Pour lancer l’évaluation de ce template il suffit de lancer ytt avec tous ces fichiers de définition (peu importe l’ordre) :

ytt -f default.yml -f schema.yml -f demo.yml
# ou plus simplement
ytt -f ./

Ce qui nous donne :

kind: Pod
apiVersion: v1
metadata:
  name: echo-app
  labels:
    app: echo
    org: test
spec:
  containers:
  - name: echo-first
    image: hashicorp/http-echo
    args:
    - -listen=:8080
    - '-text=Hello #ytt World on 8080!'
  - name: echo-second
    image: hashicorp/http-echo
    args:
    - -listen=:8081
    - '-text=Hello #ytt World on 8081!'
---
kind: Service
apiVersion: v1
metadata:
  name: echo-service
spec:
  selector:
    app: echo
    org: test
  ports:
  - name: echo-first
    port: 8080
  - name: echo-second
    port: 8081

Pour gérer plusieurs environnements, on pourrait créer plusieurs jeux de valeurs default-dev.yml default-prod.yml.

Regardez cet exemple : vmware-tanzu/carvel-ytt-starter-for-kubernetes

Patcher des manifests kubernetes avec Ytt

L’utilisation la plus simple d’ytt est de l’utiliser pour patcher des fichiers yaml. Nous allons voir comment l’utiliser pour patcher un manifest Kubernetes récupérer avec vendir.

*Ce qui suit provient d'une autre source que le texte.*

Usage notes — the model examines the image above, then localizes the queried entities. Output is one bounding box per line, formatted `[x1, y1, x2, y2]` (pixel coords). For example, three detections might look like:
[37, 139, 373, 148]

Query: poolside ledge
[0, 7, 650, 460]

Commençons par écrire la configuration vendir qui se charge de récupérer le manifest du deployment de pod nginx :

apiVersion: vendir.k14s.io/v1alpha1
kind: Config
directories:
  - path: deploy/definitions
    contents:
      - path: nginx
        git:
          url: https://github.com/kubernetes/website
          ref: main
        includePaths:
          - content/en/examples/application/deployment.yaml
        newRootPath: content/en/examples/application/

Le paramètre newRootPath permet de changer le chemin root par défaut. Le résultat, c’est le que le fichier qui se trouvait dans le répertoire content/en/examples/application/ sera déposé dans le path défini deploy/definitions.

Lançons la synchronisation :

vendor sync

Rappel : vendir créé un lockfile pointant sur le commit qui a été utilisé. Si vous voulez ré la même version il suffit de lancer la commande vendir sync --locked

Maintenant créons le fichier de patch que nous allons déposer dans le répertoire deploy/patchs

mkdir -p deploy/patchs/nginx
vi deploy/patchs/nginx/nginx-deployment-replica-count.yaml

C’est donc un fichier formaté ytt :

#! Ceci est un commentaire ytt, Les instruction ytt sont de la forme #@
#@ load("@ytt:overlay", "overlay")
#@overlay/match by=overlay.subset({"kind": "Deployment", "metadata": {"name": "nginx-deployment"}})
---
spec:
  #! change spec.replicas to 3
  replicas: 3

Ici on charge le module ytt overlay et on lui indique ce qui doit être patcher le deployement avec le match sur la définition {"kind": "Deployment", "metadata": {"name": "nginx-deployment"}}

Créons le manifest kubernetes patché :

ytt -f deploy/definitions/nginx/ -f deploy/patchs/nginx

En sortie nous obtenons bien replicas : 3 :

apiVersion: apps/v1
kind: Deployment
metadata:
  name: nginx-deployment
spec:
  selector:
    matchLabels:
      app: nginx
  replicas: 3
  template:
    metadata:
      labels:
        app: nginx
    spec:
      containers:
      - name: nginx
        image: nginx:1.14.2
        ports:
        - containerPort: 80

Conclusion

Ytt est une belle alternative à Helm. Mais je n’ai pas trouvé trace de repository où on y retrouverait comme pour helm tous les templates des applications les plus courantes. Il va falloir donc tout écrire.